Incorrect; the CEOs want more of it so they can line their pockets. Shareholders may want more to increase their investment but not if it comes at the risk of the product they bough stocks in. Hence why you had Goldman-Sachs investors questioning SIE on the PC strategy at an investor's call earlier this year.
Y'all really like leaving that part out :/
As costs continue to rise and other platforms become more attractive, the temptation to release on multiple platforms becomes too great.
Costs only continue to rise because of inflation and creative choices in AAA game dev. Only one of those is outside the control of publishers, can you guess which one?
We already see 60% of PlayStations resources are going day and date to PC.
For their GAAS titles. And it's a bad bet on SIE's front; they had lightning in a bottle with Helldivers. Instead that attention has been split up into games like Concord, which will likely fail commercially, leaving less room to fully capitalize on stuff like HD2.
Also, just because a company is doing a certain strategy, doesn't mean it's a smart strategy. See: Microsoft's moves for Xbox consoles over the past 10 years. And, yes, that includes Day 1 Steam for all of their 1P titles (which mainly started happening THIS generation).
We already see a number of their big single player exclusives come to PC after a short time.
And outside of an even smaller portion of them, not exactly setting the sales charts on fire.
Nintendo won't sit idly by as its costs continue to rise. Will Switch 2 marketshare rise at the same rates as Switch 2 budgets? Not likely.
It doesn't have to. Nintendo's one of the most stable companies in the world when it comes to finances, and they haven't been overtaken by greedy dumb shareholders or questionable CEOs. You have this extremely flawed idea that all companies are the exact same, and will chase money to the absolute ends of the earth, their corporate identity, ethos, or culture be damned.
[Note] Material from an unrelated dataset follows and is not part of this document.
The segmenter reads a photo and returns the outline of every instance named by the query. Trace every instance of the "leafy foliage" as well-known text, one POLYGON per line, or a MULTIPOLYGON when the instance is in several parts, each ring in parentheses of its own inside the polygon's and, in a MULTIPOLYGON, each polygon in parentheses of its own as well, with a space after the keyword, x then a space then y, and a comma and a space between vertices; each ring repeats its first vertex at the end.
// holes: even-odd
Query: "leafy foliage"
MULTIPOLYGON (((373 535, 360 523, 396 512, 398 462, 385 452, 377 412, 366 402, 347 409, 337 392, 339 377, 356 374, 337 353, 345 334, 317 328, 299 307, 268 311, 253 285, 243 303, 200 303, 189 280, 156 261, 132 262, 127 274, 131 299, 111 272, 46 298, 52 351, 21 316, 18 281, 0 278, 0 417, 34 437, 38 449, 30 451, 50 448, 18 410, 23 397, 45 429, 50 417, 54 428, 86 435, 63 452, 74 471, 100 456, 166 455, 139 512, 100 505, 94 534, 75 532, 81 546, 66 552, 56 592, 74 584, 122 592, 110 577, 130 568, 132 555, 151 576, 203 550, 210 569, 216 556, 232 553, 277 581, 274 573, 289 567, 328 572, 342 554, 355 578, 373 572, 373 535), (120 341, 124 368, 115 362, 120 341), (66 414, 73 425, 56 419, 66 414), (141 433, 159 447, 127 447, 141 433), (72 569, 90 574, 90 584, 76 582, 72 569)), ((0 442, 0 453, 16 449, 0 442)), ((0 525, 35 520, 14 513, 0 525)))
That is simply not the case. Just because you've been hoodwinked by Microsoft and the GAAS market at large, doesn't mean other gaming companies operate in the exact same fashion. It's time you start looking at these companies for what they are instead of what you think they are.
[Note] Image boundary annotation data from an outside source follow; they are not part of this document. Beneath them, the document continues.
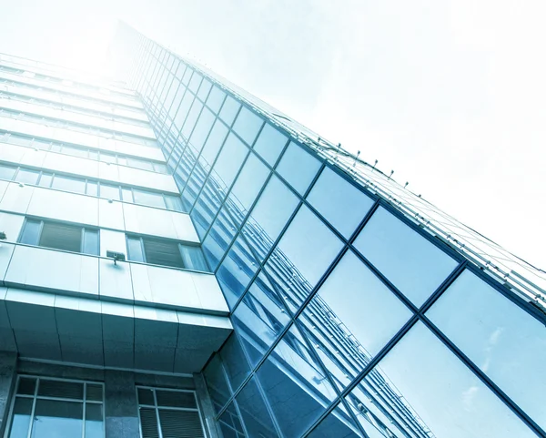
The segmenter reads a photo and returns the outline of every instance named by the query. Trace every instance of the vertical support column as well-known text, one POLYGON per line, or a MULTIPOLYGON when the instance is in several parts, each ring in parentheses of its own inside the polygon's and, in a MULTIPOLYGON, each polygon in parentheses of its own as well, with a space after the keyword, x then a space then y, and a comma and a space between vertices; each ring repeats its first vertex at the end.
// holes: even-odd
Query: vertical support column
POLYGON ((194 374, 194 382, 196 384, 196 394, 197 395, 197 401, 199 403, 199 409, 201 415, 203 416, 203 423, 205 423, 205 429, 209 438, 220 438, 222 435, 218 433, 217 429, 217 422, 215 420, 214 406, 210 401, 208 390, 207 389, 207 383, 205 377, 202 373, 194 374))
POLYGON ((105 391, 106 438, 140 436, 133 372, 106 371, 105 391))
POLYGON ((0 436, 7 424, 7 416, 15 384, 17 353, 0 351, 0 436))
Games are the platform, not plastic boxes.
They are both the platforms. And if those plastic boxes didn't matter, why haven't SIE or Nintendo made their hardware tech open-license for anyone to use to build their own systems? Why hasn't Apple with their iPhones? Google with their phones? Samsung? Even Microsoft hasn't done this (yet) with Xbox hardware.
Once again, reality smacks your farcical fantasy in its face.